Friday, March 18, 2011

It's just not that easy.

As you've probably heard, Gabe and I had a court date today that was a bit disappointing. We are still missing a letter from MOWA that is needed for us to pass court. We are hopeful that our letter will be written sometime next week so that we will instantly pass. If it is not ready next week, we will apply for another court date, which would be in one or two months.

Here's an honest look into my mind during this adoption.

From the beginning of this journey I have had this desire to paint a different, more positive picture of the adoption process. I think I had the same goal with my pregnancy with Stevie. I had heard so many expectant mothers complain for 9 long months about the burdens of pregnancy, only to end in a horror story of their dreaded labor and delivery. I wanted people to see our pregnancy and note what a blessing and miracle children are, and the way the Lord brings them into the world. Thankfully, I had a wonderful pregnancy, followed by an easy delivery. I had several people tell me that they now were excited, instead of afraid, about becoming a mother.

Mission accomplished.

Now with this adoption, I had hoped for the same outcome. We wanted people to follow our journey and see what a wonderful process it can be. This is the main reason we started this blog. We wanted people to be encouraged to add to their family through adoption after seeing what a delightful experience we had.

Fail.

Today marks a year of our pursuit of our little boy. If you know us well, you know that it has been a year full of sorrow, disappointment and quite a few let downs. It hasn't all been bad. This year we met our son, fell in love with him and have met many new friends that share our passion for orphans. However it has not been the joy ride that I had hoped to portray.

This is not the picture that I wanted you to see, however, I am certain that it is the picture that the Lord had for you. If adoption were easy, it wouldn't resemble His pursuit of us, His adopted children. If it didn't cost us anything, it wouldn't reflect His sacrifice. Adoption is a beautiful, painful picture of God's love for us. We can look at this and delight in His desire to be our Father.

One day I will be able to tell Stevie about her birth. How I carried her for months and in a seemingly unnatural way, helped her come into the world. What if I had no story to tell my son? "I sent a few bucks to an agency, asked for a brown child, and you arrived at our door a few days later." The story that our Father has given us, much more accurately exemplifies our longing for Silas.

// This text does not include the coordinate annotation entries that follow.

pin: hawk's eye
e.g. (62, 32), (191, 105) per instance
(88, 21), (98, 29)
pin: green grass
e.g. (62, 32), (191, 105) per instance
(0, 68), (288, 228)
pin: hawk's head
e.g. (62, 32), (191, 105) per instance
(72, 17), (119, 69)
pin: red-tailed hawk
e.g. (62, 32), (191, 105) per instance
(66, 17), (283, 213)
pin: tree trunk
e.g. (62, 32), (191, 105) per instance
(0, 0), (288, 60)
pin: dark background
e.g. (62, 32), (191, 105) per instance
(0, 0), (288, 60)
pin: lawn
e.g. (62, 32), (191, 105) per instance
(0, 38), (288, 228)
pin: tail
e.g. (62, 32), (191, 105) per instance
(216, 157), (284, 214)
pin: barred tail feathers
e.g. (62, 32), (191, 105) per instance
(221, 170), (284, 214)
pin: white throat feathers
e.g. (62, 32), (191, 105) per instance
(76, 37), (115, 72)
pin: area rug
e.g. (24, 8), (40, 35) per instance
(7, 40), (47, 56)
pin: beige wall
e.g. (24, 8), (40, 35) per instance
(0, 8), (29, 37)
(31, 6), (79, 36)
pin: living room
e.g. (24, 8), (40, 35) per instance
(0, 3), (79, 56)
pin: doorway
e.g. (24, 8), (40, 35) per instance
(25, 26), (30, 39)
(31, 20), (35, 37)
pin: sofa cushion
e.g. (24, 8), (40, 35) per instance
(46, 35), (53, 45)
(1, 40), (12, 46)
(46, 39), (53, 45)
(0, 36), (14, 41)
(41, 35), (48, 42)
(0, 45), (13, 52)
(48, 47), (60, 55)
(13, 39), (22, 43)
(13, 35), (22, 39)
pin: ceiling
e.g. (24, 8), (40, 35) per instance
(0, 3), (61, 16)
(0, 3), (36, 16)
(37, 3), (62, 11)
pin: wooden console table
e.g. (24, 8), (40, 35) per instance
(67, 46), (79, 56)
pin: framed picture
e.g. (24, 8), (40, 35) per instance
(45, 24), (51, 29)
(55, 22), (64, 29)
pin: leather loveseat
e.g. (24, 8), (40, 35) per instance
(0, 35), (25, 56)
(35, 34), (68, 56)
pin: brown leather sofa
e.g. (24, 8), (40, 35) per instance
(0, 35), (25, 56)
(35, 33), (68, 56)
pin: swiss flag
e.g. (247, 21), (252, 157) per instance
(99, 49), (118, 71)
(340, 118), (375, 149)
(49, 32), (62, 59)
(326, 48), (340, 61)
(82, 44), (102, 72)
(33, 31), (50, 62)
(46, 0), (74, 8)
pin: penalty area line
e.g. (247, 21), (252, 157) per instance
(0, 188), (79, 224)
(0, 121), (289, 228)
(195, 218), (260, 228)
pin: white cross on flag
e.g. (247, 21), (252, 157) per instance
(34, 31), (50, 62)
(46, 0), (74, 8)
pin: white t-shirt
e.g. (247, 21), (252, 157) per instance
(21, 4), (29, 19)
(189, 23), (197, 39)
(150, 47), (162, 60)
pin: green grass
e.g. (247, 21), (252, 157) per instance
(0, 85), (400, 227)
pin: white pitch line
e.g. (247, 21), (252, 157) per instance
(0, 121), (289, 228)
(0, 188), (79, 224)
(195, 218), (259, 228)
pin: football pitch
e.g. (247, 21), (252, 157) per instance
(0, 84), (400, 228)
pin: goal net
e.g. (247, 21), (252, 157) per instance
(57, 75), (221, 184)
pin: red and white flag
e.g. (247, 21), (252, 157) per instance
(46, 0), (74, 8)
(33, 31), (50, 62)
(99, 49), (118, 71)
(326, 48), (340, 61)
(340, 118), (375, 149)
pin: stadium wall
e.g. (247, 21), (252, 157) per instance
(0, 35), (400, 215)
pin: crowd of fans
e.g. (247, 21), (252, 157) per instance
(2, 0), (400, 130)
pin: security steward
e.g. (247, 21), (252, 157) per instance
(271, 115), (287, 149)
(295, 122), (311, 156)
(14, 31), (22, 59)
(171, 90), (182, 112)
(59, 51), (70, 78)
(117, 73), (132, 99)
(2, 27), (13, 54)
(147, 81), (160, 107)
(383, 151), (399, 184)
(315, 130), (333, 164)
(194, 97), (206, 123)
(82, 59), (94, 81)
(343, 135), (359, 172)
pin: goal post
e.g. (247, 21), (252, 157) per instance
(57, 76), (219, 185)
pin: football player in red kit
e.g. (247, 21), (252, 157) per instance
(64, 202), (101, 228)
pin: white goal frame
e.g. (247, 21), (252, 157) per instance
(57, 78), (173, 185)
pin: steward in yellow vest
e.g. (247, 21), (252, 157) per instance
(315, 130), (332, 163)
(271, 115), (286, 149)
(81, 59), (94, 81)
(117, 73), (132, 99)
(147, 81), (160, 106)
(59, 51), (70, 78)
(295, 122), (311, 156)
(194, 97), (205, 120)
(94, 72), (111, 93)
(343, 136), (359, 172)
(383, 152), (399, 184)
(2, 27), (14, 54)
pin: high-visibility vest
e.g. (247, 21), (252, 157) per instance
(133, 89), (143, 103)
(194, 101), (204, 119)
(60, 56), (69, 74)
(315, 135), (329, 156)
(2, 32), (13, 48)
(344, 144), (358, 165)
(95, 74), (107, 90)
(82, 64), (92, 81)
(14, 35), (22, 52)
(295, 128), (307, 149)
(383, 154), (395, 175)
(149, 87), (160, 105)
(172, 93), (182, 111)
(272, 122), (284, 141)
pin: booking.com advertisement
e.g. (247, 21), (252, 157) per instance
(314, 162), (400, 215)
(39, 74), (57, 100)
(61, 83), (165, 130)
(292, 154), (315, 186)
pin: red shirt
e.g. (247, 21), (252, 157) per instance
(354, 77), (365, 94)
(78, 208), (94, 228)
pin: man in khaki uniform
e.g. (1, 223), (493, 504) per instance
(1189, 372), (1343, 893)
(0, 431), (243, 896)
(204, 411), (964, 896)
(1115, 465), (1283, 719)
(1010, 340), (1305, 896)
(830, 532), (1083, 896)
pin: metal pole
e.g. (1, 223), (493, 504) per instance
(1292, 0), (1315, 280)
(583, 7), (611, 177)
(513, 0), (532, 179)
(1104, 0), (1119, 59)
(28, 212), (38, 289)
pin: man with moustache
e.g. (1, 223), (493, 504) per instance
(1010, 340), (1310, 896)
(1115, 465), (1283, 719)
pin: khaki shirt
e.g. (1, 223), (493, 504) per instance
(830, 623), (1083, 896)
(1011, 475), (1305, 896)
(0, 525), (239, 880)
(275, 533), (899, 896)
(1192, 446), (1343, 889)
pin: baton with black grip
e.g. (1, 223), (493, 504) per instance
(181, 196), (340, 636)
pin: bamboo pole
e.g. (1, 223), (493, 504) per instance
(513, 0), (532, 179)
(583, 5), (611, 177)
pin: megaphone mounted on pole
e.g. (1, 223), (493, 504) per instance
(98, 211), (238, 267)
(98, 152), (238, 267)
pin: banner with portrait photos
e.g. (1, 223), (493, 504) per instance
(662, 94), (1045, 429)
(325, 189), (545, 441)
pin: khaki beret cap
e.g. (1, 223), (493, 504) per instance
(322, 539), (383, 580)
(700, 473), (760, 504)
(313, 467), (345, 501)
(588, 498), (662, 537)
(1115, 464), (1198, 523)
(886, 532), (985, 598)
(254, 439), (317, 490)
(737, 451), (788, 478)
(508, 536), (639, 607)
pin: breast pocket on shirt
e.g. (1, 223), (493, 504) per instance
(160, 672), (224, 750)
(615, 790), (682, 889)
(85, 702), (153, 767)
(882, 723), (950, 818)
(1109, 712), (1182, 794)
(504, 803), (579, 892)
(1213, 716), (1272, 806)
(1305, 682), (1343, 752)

We hope that this is still an encouraging story. And to be honest, we hope it's over soon. Thank you for praying for our family. Please don't stop. We will try to update you soon with some better news.

"He predestined us for adoption as sons through Jesus Christ, according to the purpose of His will"
Ephesians 1:5

Thursday, March 3, 2011

Quick update...

We have hit, yet another speed bump. Our case will have to be reviewed again in Ethiopian court on March 18th. We will not have to be there, but our case will go to trial again. Hopefully everything will be in order and we will pass immediately. As long as that happens, we will apply for Silas' visa and go get him in a few weeks. It appears that most adoptive families are having this same delay in Ethiopia.

Please pray that MOWA (ET government organization) would work efficiently on these children's cases so that they can all come home.

We are thanking the Lord constantly for our two healthy, precious children.